RUBEN GARCIA: The boy, who was 17 years of age, he couldn't stop crying because he did not want to be here. He kept talking about his mom and that he wanted to be with his mom. But he kept saying it - there's just no choice; we have no choice.
ROSE: Garcia says his organization has seen several big surges of migrant families and children before over the past few years. But he says this one is the biggest. And he says each week - he's seen more than 3,000 migrants last month who were released into El Paso to wait for their day in immigration court. And groups like his are struggling to keep up, too.

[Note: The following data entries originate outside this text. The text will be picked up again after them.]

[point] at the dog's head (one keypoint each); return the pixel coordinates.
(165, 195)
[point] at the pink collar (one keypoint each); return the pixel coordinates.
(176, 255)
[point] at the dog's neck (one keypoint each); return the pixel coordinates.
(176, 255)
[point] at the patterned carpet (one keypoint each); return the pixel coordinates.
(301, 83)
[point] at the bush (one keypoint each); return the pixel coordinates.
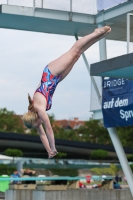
(112, 170)
(65, 172)
(4, 169)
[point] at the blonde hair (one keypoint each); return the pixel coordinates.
(29, 118)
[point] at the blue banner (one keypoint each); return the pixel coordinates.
(117, 102)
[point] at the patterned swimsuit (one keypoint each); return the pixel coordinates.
(48, 86)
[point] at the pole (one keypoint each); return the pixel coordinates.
(92, 78)
(112, 131)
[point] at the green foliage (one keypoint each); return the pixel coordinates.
(13, 152)
(99, 154)
(130, 157)
(9, 122)
(4, 169)
(112, 170)
(65, 172)
(131, 166)
(61, 155)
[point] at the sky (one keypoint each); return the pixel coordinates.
(23, 56)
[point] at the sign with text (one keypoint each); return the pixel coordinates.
(117, 102)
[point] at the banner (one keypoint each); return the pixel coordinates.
(117, 102)
(106, 4)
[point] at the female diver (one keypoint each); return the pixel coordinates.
(53, 73)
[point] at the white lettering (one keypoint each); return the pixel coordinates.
(126, 114)
(114, 83)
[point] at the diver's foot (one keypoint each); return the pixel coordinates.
(51, 154)
(103, 31)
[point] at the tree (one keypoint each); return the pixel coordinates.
(9, 122)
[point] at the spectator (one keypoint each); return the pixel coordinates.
(28, 172)
(81, 185)
(116, 178)
(15, 175)
(117, 185)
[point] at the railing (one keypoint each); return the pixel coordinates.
(79, 6)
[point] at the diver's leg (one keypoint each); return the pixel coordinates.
(64, 63)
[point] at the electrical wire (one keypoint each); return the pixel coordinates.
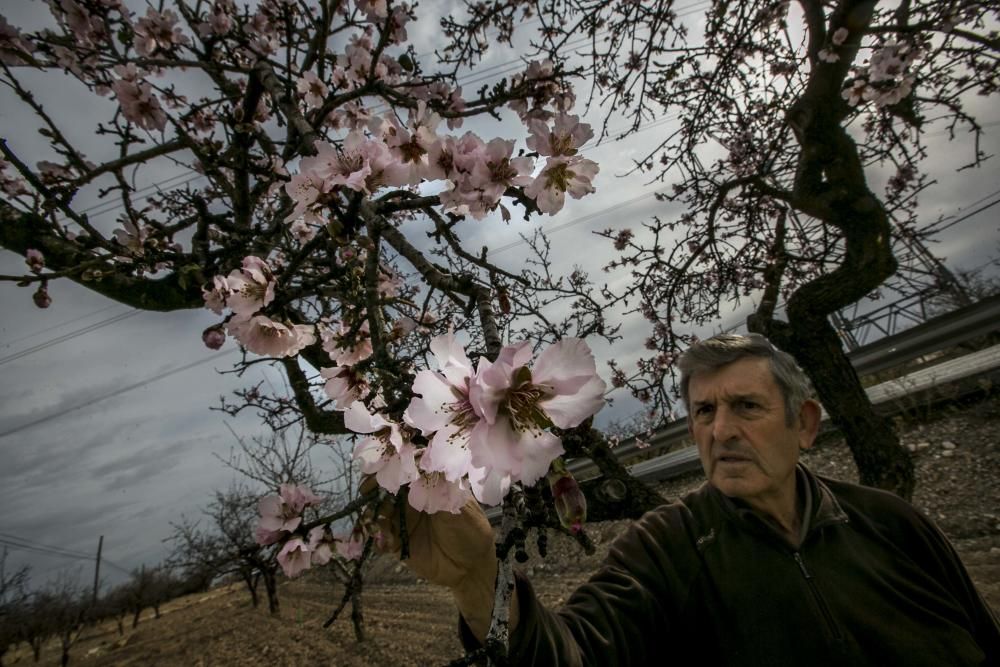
(97, 399)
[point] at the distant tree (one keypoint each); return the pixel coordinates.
(148, 587)
(782, 111)
(13, 603)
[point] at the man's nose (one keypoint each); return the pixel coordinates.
(724, 426)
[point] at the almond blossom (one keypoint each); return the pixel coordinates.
(262, 335)
(252, 287)
(431, 493)
(384, 452)
(561, 389)
(343, 386)
(351, 547)
(282, 513)
(214, 337)
(442, 407)
(345, 347)
(313, 90)
(34, 259)
(320, 544)
(158, 32)
(565, 138)
(294, 557)
(215, 298)
(139, 105)
(562, 175)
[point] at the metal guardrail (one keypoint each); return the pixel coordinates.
(958, 326)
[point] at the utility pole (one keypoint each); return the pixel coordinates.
(97, 570)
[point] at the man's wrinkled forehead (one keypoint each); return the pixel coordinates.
(743, 378)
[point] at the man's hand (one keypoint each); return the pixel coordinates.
(453, 550)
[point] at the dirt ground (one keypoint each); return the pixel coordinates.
(412, 623)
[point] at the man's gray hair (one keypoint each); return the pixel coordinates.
(710, 355)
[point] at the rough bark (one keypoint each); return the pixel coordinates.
(830, 185)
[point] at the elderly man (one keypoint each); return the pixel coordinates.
(765, 564)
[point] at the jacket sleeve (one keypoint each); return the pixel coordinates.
(624, 614)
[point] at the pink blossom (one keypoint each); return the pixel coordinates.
(313, 90)
(219, 21)
(570, 503)
(158, 32)
(251, 287)
(375, 9)
(828, 55)
(431, 493)
(35, 260)
(41, 296)
(14, 48)
(499, 171)
(277, 516)
(131, 236)
(139, 105)
(320, 545)
(297, 498)
(351, 547)
(562, 175)
(855, 92)
(441, 406)
(343, 346)
(213, 337)
(294, 557)
(384, 453)
(561, 389)
(264, 336)
(11, 185)
(282, 513)
(304, 189)
(215, 298)
(566, 137)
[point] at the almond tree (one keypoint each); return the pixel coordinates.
(783, 111)
(13, 604)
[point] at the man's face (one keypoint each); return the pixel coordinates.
(737, 419)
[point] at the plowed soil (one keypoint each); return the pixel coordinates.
(409, 622)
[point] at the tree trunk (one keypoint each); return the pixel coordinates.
(357, 615)
(881, 459)
(66, 642)
(251, 583)
(271, 587)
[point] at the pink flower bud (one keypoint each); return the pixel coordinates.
(35, 260)
(571, 504)
(41, 297)
(213, 337)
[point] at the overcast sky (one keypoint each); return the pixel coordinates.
(105, 427)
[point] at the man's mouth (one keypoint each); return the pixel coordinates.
(732, 458)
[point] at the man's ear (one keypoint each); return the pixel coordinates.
(809, 418)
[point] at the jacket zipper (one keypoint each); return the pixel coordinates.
(820, 602)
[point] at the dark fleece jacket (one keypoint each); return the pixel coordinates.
(704, 581)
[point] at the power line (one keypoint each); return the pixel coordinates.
(117, 392)
(69, 336)
(57, 326)
(62, 551)
(35, 547)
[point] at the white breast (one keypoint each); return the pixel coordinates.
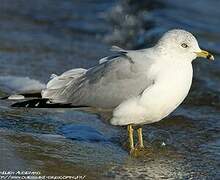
(156, 102)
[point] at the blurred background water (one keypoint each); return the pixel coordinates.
(38, 38)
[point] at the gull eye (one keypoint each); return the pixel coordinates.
(184, 45)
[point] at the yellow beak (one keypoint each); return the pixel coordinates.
(205, 54)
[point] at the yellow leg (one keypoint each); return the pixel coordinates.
(130, 137)
(140, 138)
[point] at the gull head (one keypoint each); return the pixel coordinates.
(181, 45)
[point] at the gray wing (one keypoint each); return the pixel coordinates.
(106, 85)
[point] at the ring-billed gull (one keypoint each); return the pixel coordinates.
(139, 86)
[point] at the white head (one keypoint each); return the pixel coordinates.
(180, 44)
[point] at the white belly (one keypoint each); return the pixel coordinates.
(157, 101)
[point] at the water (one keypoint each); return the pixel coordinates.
(42, 37)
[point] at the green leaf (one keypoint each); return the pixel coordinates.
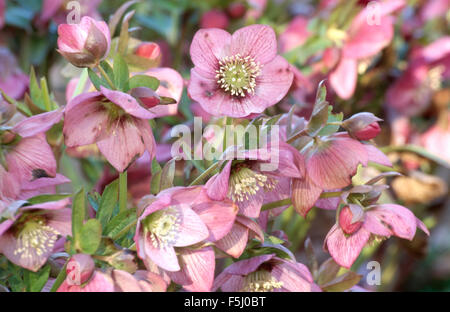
(90, 237)
(143, 81)
(78, 215)
(119, 222)
(39, 199)
(35, 281)
(121, 74)
(110, 198)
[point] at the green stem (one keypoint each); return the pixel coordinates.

CORNISH: Joel, do you think these numbers might affect the debate in Washington?
ROSE: You may be surprised to hear that this is not likely to settle the debate. Some immigration hard-liners would say that it proves what President Trump has been saying - that there is a national emergency, that we need money for a border wall and we need new limits on who can get asylum here. But immigrant rights advocates say hold on; this is not an invasion. Illegal immigration is still way below what it was a generation ago. They would argue that this is a humanitarian crisis and that it needs a humanitarian solution.
CORNISH: That's NPR's Joel Rose. Thanks for your reporting.